Once I returned home, I took him for a longer walk around the neighborhood, which he seemed to enjoy and he even dug around a bit for some bugs to eat. On our way back, the sky seemed to become very dark and threatening. Tigger began getting very nervous and walked low to the ground, skulking along. Worried about him, I picked up my pace to return home. As thunder rumbled over head, Tigger gave a yowl of fright and doubled his pace up the driveway.
Understanding hit me as I realized he was scared of thunderstorms, perhaps because of the dangers they would have towards his natural habitat if lightning was to strike a tree he was living in.
For the rest of the night he’s been following me around everywhere, not letting me leave his sight. Poor thing is too scared to even play a proper game of tug of war.
After brushing his fur again and clipping his nails, I gave him a bit of cheeseburger leftovers to cheer him up and a few cat treats before we both climbed into bed. Tigger actually joined me under the covers out of fear. I’ll update tomorrow again. I think I finally might be getting the hang of caring for him. It’s not too bad at all!
I took Tigger for his daily walk along the block and he seems to be becoming more familiar with the neighbors who he no longer shrinks away from and even lets them pet him. Though the neighbors are still shocked by his appearance, they agree that he makes a wonderful, gentle pet and some even brought him some treats to eat. Remembering what the doctor said about not letting him eat too much, I decided we better skip his main meal today and make sure he doesn’t get into any cheeseburgers.
Upon arriving home, I brushed him while I read for a while as the familiar whining noise rose to a pleasant drone in the background. When I was done brushing, I clipped his nails and began a fierce tug of war battle. He won some, and I won some but after a while we both became tired out.
Tigger leapt up onto his climbing pole where he lay down for a nap. I went to take a nap of my own and when I woke up, I couldn’t find him. Knowing that he couldn’t be invisible as I’d just brushed him nor could he have left the house with all the doors locked, I began to search the house.
Finally, while walking in the living room, I heard that whining sound coming from above me. Looking up, I saw Tigger precariously perched on the fan. Wondering how in the world he’d managed to jump up there when there was nothing he could’ve jumped from near around, I began to worry about how I would get him down.

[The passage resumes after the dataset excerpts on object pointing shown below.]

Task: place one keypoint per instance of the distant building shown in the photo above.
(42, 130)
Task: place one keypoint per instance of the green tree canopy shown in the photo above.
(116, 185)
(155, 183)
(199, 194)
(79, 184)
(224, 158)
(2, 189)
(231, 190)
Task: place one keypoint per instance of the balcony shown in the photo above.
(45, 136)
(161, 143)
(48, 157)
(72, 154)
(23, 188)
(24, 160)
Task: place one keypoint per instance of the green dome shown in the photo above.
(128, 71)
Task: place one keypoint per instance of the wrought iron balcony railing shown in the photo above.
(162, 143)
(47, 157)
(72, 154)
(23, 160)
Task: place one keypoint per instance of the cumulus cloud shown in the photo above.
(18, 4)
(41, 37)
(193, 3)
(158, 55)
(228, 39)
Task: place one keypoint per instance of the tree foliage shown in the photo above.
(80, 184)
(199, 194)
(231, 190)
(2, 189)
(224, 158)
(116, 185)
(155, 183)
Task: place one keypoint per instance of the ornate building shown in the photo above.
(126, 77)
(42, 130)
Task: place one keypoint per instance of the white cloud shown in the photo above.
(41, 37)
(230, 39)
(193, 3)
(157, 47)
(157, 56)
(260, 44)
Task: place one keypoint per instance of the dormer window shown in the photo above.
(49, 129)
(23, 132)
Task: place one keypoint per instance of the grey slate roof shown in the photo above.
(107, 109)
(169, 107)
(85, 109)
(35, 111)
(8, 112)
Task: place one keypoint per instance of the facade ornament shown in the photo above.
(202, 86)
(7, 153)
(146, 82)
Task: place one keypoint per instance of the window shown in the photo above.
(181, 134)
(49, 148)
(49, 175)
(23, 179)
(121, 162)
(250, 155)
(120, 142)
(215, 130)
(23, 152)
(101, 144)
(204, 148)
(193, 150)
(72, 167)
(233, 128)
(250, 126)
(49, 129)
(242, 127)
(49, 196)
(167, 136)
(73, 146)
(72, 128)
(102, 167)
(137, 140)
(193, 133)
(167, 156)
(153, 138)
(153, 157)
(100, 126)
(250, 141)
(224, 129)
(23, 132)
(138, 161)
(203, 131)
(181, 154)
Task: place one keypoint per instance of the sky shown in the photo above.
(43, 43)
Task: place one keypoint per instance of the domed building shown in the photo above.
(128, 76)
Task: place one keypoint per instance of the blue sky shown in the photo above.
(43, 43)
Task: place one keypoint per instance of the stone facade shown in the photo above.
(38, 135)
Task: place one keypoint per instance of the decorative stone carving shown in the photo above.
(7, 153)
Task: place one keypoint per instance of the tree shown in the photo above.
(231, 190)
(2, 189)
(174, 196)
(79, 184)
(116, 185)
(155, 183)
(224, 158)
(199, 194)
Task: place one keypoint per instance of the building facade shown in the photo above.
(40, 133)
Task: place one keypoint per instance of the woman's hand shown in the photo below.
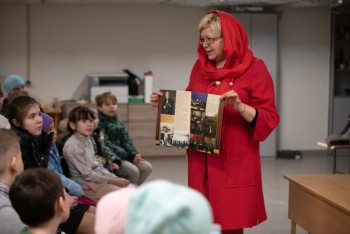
(233, 100)
(137, 159)
(72, 200)
(119, 182)
(114, 166)
(155, 98)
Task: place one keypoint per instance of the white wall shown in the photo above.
(67, 42)
(304, 77)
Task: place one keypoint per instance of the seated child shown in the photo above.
(11, 165)
(116, 137)
(115, 204)
(25, 118)
(48, 206)
(155, 207)
(79, 153)
(174, 209)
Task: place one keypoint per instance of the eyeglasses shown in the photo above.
(209, 40)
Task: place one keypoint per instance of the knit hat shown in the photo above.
(111, 211)
(162, 207)
(13, 81)
(47, 120)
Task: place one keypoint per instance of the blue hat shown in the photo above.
(167, 208)
(13, 81)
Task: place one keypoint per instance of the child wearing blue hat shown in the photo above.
(163, 207)
(14, 82)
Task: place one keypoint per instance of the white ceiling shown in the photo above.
(200, 3)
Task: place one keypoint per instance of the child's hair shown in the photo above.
(34, 194)
(9, 146)
(18, 108)
(102, 98)
(77, 114)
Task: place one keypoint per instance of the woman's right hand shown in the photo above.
(119, 182)
(155, 98)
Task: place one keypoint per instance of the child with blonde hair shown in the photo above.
(79, 153)
(134, 167)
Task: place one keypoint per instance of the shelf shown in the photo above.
(341, 70)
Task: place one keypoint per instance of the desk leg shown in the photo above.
(334, 151)
(293, 228)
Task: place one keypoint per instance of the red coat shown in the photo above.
(232, 180)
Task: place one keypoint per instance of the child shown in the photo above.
(13, 84)
(79, 153)
(103, 153)
(175, 209)
(25, 119)
(40, 200)
(115, 204)
(74, 189)
(11, 165)
(117, 139)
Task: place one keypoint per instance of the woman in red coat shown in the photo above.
(226, 66)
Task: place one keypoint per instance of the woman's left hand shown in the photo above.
(232, 99)
(137, 159)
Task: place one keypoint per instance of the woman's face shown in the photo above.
(33, 122)
(215, 50)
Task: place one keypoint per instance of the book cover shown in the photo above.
(189, 120)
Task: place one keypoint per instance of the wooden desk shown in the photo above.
(334, 149)
(320, 203)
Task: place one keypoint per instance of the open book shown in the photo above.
(189, 120)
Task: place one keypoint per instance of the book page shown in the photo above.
(182, 112)
(189, 120)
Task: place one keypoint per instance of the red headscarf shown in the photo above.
(238, 55)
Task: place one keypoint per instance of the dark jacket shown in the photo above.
(117, 137)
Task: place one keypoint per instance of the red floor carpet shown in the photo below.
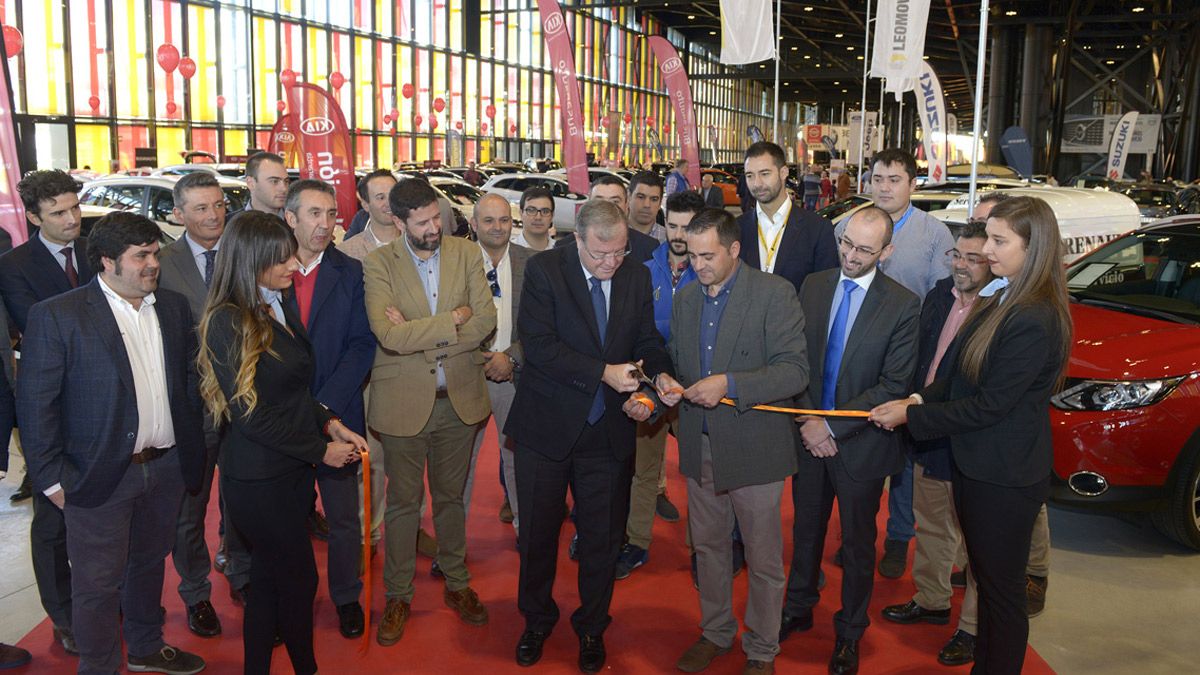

Suddenly, he simply leapt from the fan to the ground. With a gasp of horror I ran to see if he was hurt only to find him peering up at me with a curious expression on his face as if wondering why I was acting so strange. Remembering that he had survived a fall much greater than that of from the top of a ceiling I relaxed.
We’re now cuddled up in bed together after a very nice couple of days together. It sure is exciting to have such a rare, exotic pet for my own. Good night.